The global tourism industry has once again discovered its favorite sport: predicting enormous financial losses while the situation is still unfolding.
According to figures circulating in the travel sector, the ongoing conflict involving Iran could cost Middle East tourism as much as 56 billion dollars by 2027, a figure so precise it almost sounds as if someone has already counted the missing hotel towels.
The estimates come from industry data presented through international travel reports, which suggest the region may see a sharp slowdown despite attracting roughly 100 million international visitors in 2025. Now, depending on which projection one prefers, arrivals could drop by 11% to 27%, compared with earlier forecasts that confidently expected growth of about 13%.
In other words, the same experts who predicted expansion are now predicting collapse, using equally confident charts.
Tens of Millions of Tourists Predicted to Disappear on Schedule
If the numbers hold — and that is a very large if — the Middle East could lose between:
- 23 and 38 million international visitors;
- 34 to 56 billion dollars in tourism revenue;
- roughly 40 billion euros at risk for the sector.
All of this, naturally, calculated while the situation is still changing by the week.
Restrictions on airspace, government travel warnings, and airline rerouting are cited as the main reasons for the projected losses. These are real factors, but attaching exact dollar amounts to them three years in advance requires a level of confidence normally reserved for weather forecasts that promise sunshine in 2027.
Aviation Disruption Always Makes the Numbers Bigger
The Middle East sits at the center of global air travel routes, handling roughly one in seven international passengers worldwide, which means any instability in the region quickly turns into dramatic headlines.
Flight path changes, longer routes, and temporary airspace closures have already affected airlines connecting Europe, Asia, and Africa. From there, it is only a short step to multiplying those delays into billions of dollars in theoretical losses.
The logic is simple: fewer flights = fewer tourists and fewer bookings; therefore, tens of billions are gone.
It sounds convincing, even if nobody can actually know how travelers will behave next year, let alone in 2027.
Tourism Diversification Plans Meet Reality
Several Gulf countries have invested heavily in tourism over the past decade, hoping to reduce dependence on oil. Saudi Arabia, which only began opening its tourism market seriously in 2019, is often mentioned as a key example.
These long-term strategies make the current forecasts look even more dramatic, because every canceled trip can now be counted not only as a lost booking, but as a lost piece of a future that has not happened yet.
Industry representatives say cancellations are already increasing, especially for destinations perceived as unsafe.

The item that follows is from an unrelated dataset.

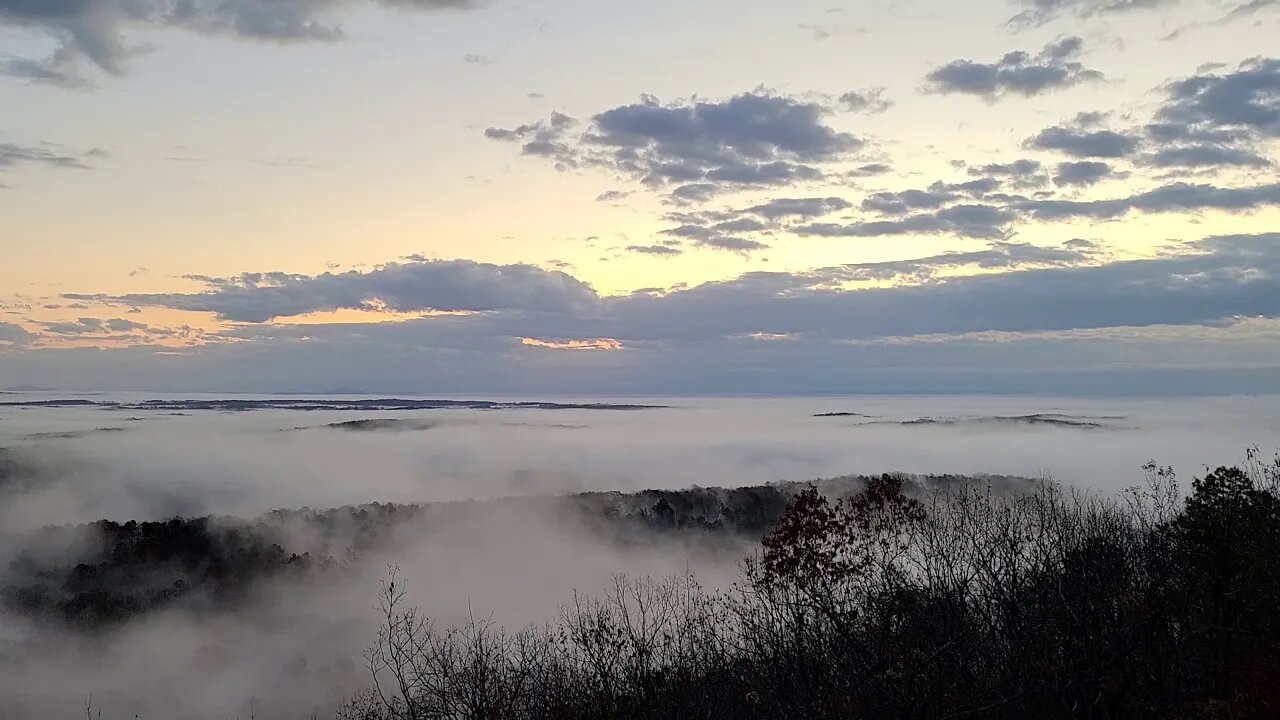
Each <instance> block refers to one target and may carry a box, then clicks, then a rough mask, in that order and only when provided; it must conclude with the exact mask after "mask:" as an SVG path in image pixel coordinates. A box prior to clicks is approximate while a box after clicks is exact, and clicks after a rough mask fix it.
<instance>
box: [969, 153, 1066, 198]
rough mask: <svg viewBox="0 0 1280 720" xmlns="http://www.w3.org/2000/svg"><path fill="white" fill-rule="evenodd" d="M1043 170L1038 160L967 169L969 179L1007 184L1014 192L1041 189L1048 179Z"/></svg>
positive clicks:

Flights to certain areas have slowed, and some tour operators are shifting customers to other regions.
All of this is real. The exact price tag is another story.
Comparisons with September 11 Appear Right on Schedule
Whenever aviation is affected, comparisons with the aftermath of the September 11 attacks quickly follow, and this situation is no exception.
Analysts say the current disruption could have similar ripple effects across global travel networks, though this time the impact would spread across a wider geographic area. That may be true. It may also be impossible to measure while the crisis is still ongoing.
Even the head of the World Travel and Tourism Council, Gloria Guevara, chose careful wording, saying the industry has always shown resilience and remains a key force for economic stability — which is a polite way of admitting that nobody really knows how this will end.
Tourism Flows Will Move Somewhere Else
One prediction that rarely fails is that travelers will go somewhere else.
Industry observers already expect shifts toward alternative destinations, including Kenya, South Africa, Tanzania, Seychelles, Mauritius, or Morocco.
Major travel fairs have reportedly shown thinner participation from Middle Eastern exhibitors, while other regions are quietly preparing to welcome the same tourists who were supposed to fly somewhere else.
This redistribution happens every time there is a crisis. What changes is only the spreadsheet.
Forecasting Billions Before the Dust Settles
Tourism reacts fast, but forecasts often react faster. Conflicts, pandemics, airline strikes, and political tensions — every event produces numbers, and the numbers tend to grow the further into the future they go.
Today, it is 56 billion dollars by 2027. Tomorrow it could be more. Or less. Or irrelevant, if travel patterns shift in ways nobody predicted.
What is certain is that the industry will keep calculating, adjusting, revising, and recalculating again — because nothing attracts attention like a very large number attached to an uncertain future.